Тартыга бросает тлеющую спичку на землю и небрежно отвечает:
– Не лиха беда, если и загорится!.. Не обеднеет твой поп.
Оба молчат. Тартыга сосредоточенно попыхивает папироской. Лицо его то освещается – с выпуклыми рельефами носа, бровей и черных усов, – то погасает, полное загадочных мыслей.
Докурив, он спрашивает:
– Что же, Василиса, решай куда-никуда!..
Василиса глубоко вздыхает…
– Замуж, что ли, хочешь выйти?.. Так ведь кто ж тебя, бобылку, возьмет? И к полевой работе ты непривычна!..
Тартыга оглядывает худые руки Василисы, ее узкие плечи и маленькие ноги в кожаных полусапожках, непохожие на мужские широколапые ноги деревенских девок.

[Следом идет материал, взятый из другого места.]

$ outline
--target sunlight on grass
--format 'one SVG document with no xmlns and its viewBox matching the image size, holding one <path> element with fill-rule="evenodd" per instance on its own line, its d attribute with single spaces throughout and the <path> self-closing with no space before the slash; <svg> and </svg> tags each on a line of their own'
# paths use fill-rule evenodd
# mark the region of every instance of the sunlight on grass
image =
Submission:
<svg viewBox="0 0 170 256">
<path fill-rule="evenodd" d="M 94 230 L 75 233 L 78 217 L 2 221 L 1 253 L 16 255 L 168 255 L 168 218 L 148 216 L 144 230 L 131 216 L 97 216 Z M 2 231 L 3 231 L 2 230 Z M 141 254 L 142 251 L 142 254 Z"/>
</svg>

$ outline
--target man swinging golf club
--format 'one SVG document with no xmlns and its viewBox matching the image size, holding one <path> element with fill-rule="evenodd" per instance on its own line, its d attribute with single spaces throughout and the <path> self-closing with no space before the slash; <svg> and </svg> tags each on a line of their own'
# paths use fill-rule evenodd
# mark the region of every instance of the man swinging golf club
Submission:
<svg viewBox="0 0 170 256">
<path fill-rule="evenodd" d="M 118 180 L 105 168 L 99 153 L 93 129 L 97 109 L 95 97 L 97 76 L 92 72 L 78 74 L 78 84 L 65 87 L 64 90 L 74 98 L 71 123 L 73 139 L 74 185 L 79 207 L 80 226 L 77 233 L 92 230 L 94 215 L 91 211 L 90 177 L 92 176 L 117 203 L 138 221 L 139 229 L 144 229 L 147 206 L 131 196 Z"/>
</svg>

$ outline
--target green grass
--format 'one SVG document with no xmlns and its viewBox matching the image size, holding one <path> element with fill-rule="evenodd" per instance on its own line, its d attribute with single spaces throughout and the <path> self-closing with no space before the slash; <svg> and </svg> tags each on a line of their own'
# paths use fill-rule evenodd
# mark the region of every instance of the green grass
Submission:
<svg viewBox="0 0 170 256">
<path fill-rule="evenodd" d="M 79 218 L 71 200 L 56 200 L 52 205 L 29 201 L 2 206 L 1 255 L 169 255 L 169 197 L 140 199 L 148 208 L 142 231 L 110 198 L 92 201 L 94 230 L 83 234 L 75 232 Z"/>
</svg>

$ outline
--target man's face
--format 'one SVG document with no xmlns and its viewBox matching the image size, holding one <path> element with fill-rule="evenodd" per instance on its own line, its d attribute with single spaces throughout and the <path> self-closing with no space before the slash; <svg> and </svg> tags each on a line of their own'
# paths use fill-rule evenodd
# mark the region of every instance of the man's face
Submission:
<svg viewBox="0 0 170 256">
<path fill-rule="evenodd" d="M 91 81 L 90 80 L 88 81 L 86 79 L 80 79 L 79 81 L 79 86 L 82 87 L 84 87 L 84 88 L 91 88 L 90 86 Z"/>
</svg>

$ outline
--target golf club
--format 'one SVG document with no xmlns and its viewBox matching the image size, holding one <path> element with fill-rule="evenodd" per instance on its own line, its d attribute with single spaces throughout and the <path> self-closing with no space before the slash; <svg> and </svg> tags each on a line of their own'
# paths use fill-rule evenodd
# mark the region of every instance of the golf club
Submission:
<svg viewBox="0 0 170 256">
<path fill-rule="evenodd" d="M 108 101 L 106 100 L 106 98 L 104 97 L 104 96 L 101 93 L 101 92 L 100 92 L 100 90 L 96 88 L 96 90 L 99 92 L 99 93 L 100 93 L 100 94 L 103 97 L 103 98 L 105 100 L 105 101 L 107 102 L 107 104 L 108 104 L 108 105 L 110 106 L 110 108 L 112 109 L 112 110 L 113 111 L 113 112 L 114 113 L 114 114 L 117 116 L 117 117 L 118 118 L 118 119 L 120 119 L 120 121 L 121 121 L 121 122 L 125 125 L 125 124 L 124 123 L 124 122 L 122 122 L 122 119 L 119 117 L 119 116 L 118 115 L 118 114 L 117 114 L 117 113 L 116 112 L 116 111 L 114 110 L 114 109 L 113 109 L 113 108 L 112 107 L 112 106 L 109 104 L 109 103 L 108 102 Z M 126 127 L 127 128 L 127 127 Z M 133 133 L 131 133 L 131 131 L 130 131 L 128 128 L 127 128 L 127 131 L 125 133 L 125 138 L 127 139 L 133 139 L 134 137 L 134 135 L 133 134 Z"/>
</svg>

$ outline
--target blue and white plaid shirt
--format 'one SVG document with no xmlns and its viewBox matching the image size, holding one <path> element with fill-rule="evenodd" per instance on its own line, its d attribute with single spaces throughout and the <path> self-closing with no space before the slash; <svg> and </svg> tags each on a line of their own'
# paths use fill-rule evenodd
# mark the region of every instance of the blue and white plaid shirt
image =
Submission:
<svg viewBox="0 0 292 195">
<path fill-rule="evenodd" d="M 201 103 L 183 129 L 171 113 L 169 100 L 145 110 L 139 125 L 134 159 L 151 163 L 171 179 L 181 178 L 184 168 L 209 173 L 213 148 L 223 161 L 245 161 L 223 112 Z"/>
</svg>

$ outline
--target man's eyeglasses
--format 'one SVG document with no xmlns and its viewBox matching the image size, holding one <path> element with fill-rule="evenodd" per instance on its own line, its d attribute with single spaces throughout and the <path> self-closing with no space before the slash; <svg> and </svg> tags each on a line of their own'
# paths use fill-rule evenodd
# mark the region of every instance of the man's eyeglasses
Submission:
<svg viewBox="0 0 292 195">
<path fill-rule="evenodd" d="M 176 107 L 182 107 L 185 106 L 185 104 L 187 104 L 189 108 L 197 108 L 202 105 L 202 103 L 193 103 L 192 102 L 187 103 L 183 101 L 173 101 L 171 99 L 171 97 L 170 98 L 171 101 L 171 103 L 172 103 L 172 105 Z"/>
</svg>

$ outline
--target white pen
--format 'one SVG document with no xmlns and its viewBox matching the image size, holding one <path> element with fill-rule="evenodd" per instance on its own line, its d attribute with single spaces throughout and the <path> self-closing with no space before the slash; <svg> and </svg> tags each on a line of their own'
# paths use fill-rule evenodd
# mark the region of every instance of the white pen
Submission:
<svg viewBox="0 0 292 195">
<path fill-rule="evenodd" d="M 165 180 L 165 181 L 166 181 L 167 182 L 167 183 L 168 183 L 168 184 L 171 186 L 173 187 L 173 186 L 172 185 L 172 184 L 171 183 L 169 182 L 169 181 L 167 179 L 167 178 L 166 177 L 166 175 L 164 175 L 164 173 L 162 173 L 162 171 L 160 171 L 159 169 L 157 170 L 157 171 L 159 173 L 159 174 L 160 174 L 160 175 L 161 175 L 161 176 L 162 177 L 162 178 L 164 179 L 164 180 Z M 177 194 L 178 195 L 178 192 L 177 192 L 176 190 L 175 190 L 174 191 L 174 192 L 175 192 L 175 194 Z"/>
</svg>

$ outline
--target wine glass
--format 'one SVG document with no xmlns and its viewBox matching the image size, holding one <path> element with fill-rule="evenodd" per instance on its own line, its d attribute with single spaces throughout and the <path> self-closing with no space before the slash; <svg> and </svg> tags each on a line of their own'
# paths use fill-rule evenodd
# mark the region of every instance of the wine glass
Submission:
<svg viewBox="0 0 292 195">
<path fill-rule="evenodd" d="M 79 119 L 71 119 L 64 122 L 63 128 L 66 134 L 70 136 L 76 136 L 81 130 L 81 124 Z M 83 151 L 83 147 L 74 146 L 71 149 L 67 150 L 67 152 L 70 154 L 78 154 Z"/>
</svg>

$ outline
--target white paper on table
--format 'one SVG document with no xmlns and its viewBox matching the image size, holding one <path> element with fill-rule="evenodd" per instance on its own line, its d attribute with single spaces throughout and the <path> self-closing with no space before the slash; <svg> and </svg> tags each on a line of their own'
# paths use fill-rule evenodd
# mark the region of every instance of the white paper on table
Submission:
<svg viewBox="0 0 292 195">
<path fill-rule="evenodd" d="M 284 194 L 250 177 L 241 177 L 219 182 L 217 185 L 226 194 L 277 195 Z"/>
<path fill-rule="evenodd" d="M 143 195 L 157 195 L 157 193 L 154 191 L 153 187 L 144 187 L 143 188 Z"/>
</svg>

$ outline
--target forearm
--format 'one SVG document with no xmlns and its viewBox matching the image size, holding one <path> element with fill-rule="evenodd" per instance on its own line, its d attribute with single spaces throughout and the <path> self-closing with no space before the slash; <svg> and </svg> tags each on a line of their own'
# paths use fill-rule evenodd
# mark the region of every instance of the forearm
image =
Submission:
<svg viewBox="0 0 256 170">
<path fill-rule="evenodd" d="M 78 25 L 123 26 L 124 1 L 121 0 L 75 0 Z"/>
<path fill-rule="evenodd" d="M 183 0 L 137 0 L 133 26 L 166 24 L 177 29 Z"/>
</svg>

Василиса под его взглядом съеживается и уходит в себя. Ее сердце тревожно бьется от мысли, что вот уйдет Тартыга в город, и она останется опять одна с своей тоской…
– Не пойду я, Григорий, замуж, – говорит она, и в голосе ее дрожат глухие слезы.
– Что же ты, бобылка, будешь делать?
– А в келью уйду… У нас за Агафошкиными выселками деушки в кельях спасаются… К деушкам уйду…
– В кельях проку тоже мало, – говорит Тартыга, решая, что пора кончать беседу. – Ну, твое дело, – как хочешь…
Он поднимается и отряхивает с пиджака солому. Тоскливое и одинокое растет в душе Василисы… Все происходящее с ней – Тартыга, его внезапное появление и теперь уход – кажется ей каким-то смутным сном, который блеснул на мгновенье и уже пропадает…
– Куда же ты? – спрашивает она Тартыгу.